Directional control valves are the most widely used . . . and the least understood . . . valves in fluid power circuits. Many people are confused by the schematic symbol representations, and have difficulty understanding the terms ways, positions, and operators. Learning to read schematic drawings is similar to learning a foreign language. To the trained eye, a symbol speaks volumes even when no words are present. This chapter attempts to take away some of the confusion and apparent magic of fluid power schematic drawings, and thus help make designing and maintaining fluid power systems easier.
Directional control valves can only perform three functions:

  • stop or block fluid flow
  • allow fluid flow, and
  • change direction of fluid flow.

This seems to simplify a seemingly complex subject, but remember, many valves may combine these functions. This makes them a little more complicated, but still not rocket-science material.

Check valves

At first glance, the valve type shown in Figure 10-1 does not appear to be a directional control valve. However, check valves do allow flow in one direction and block flow the opposite direction. Use a check valve in any line where back flow cannot be tolerated. Also pilot-operated check valves (discussed in the next section) can be shifted by an external source to allow reverse flow or stop free flow.

The cross-sectional views show the standard poppet design used in most check valves. As in most early designs, the symbol still pictures a ball on a seat. Ball check valves work well until they are disassembled for repair or when troubleshooting. As these valves operate, they wear a groove where the ball contacts the seat. If this wear groove is not reinstalled exactly where it was, the valve is no longer leak free. On the other hand, a guided poppet always goes back in the same relationship to the seat and seals easily after reassembly.

It is easy to understand the function of a check valve. Fluid entering opposite a spring pushes against the poppet and spring to move it out of the way. The inline valve has holes around the angled seat face above the body seat to allow flow to pass. The right-angle design pushes the poppet out of the way and fluid flows by with little restriction.

Check valves are almost trouble-free devices. Seldom is one the cause of a problem. Potential problems can be minimized further if the check valves are: right-angle types, screw-in cartridges, or subplate mounted. Note that an inline check valve’s plumbing must be disassembled before the valve can be checked.

Check valves also can control pressure. Almost all check valves use a spring to return the poppet. In most valves, this spring has very light force, because any spring force results in an energy loss and heat. The light springs from most suppliers require about 5 psi to move the poppet against them (some go as low as 1 psi). Some large check valves, when they are mounted vertically, may require no spring because the weight of the poppet causes it to fall onto its seat.

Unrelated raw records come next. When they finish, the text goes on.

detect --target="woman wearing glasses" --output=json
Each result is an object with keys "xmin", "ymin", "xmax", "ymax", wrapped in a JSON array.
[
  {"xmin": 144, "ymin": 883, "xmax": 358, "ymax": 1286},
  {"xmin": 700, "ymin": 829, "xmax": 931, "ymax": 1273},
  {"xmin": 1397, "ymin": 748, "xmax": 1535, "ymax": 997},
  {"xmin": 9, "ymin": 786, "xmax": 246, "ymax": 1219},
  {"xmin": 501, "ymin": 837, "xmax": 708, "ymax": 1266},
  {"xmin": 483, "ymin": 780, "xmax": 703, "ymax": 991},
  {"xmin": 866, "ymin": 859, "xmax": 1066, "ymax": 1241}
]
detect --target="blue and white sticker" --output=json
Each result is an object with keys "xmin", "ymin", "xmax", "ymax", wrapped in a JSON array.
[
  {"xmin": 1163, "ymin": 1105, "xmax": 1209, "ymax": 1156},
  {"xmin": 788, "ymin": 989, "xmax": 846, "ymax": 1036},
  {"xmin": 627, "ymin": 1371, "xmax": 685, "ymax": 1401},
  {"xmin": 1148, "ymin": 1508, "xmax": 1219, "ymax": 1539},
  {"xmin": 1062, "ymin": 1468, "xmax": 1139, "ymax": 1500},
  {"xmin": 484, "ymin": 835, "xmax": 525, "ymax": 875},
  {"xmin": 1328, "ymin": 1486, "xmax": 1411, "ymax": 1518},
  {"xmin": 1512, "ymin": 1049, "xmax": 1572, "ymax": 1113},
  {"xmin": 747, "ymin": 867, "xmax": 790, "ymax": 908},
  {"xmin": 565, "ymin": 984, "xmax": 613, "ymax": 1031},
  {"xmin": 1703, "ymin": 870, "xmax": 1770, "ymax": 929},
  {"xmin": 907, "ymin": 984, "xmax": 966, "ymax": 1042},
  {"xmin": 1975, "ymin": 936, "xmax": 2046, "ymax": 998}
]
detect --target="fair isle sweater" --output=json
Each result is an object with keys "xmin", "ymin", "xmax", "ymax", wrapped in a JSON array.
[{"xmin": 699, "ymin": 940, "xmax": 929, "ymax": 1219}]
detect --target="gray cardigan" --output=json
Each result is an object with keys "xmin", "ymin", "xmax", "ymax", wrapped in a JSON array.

Strong springs give extra resistance to flow so a check valve could replace a relief valve when low-pressure bypass is required. Many manufacturers have check valves with springs that require as much as 125 psi to push their poppets back. These valves work for low-pressure circuits such as a bypass around a low-pressure filter or heat exchanger, or to maintain minimum pilot pressure for pilot-operated directional control valves. When the spring functions as a backpressure or relief valve, the symbol usually shows the spring as part of the symbol.

Another lesser-known use for check valves is as a fixed-orifice flow-control function. Figure 10-2 shows an inline check valve with an orifice drilled through the poppet. The orifice allows free flow in one direction and measured flow the opposite way. The orifice is non-adjustable, so this component is tamper proof. The only way to change actuator speed is to physically change the orifice size. This orificed check valve could protect an actuator that might run away if a line broke or a valve malfunctioned. It will not affect speed in the opposite direction. For this application it should be flange fitted or hard piped directly to the actuator port.